Wheaten/red chicks typically grow feathers like that though.
 
My california white snuck off and started a nest. I found the nest and discarded all of the nonfertile eggs. I know she is the mother because she is the only chicken that lays large white eggs at the moment. The father is a red cochin.

One of the chicks is white with black specks, two are yellow with orangish backs, two are red with faint stripes, and one is red with dark stripes.

From what I can tell the mom is heterogeneous for dominant white. How can the chicks be red if she doesn't show red/cream coloring?
This might help you understand how, where the chick's got their plumage color genes.
http://chickengenetics.edelras.nl/
 
From what I can tell the mom is heterogeneous for dominant white. How can the chicks be red if she doesn't show red/cream coloring?
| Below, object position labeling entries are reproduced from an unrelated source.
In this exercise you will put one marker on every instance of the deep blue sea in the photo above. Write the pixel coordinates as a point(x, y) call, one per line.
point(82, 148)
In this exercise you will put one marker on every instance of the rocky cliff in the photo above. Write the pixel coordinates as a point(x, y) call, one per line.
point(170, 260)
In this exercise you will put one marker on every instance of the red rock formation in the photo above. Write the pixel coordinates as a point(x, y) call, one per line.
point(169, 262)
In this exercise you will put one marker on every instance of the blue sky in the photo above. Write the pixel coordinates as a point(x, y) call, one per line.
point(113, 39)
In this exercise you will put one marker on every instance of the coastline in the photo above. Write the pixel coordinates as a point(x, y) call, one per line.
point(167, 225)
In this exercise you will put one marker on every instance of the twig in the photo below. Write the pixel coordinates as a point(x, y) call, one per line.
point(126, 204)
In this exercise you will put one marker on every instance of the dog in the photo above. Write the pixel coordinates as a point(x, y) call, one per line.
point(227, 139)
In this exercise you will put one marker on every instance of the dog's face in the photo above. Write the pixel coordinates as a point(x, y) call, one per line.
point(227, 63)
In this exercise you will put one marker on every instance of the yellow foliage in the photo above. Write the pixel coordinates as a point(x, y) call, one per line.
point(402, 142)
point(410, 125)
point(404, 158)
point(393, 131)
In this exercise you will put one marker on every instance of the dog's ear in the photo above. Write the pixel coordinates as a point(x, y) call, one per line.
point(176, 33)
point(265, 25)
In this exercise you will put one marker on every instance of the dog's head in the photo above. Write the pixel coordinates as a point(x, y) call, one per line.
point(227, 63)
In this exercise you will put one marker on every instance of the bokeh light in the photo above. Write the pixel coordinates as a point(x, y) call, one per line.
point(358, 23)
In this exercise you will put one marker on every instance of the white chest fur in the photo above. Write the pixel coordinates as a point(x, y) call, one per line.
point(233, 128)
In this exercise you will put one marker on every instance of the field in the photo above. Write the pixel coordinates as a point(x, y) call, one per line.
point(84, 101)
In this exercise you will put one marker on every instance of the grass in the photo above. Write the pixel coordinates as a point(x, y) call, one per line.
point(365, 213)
She's probably also heterozygous for extended black (which makes the whole chicken black, and then the dominant white makes all the black into white.) So if some of her chicks don't have the extended black, they have something else that lets them show red. If you want to research it more, look for the "e locus" section on any page about chicken genetics.

Or else it's the gold/silver genes getting involved. Gold rooster, silver hen is the recipe for red sexlink chicks. (But since silver makes red feathers into white ones, and dominant white makes black feathers into white ones, and a given chicken can have either or both, it can get confusing!)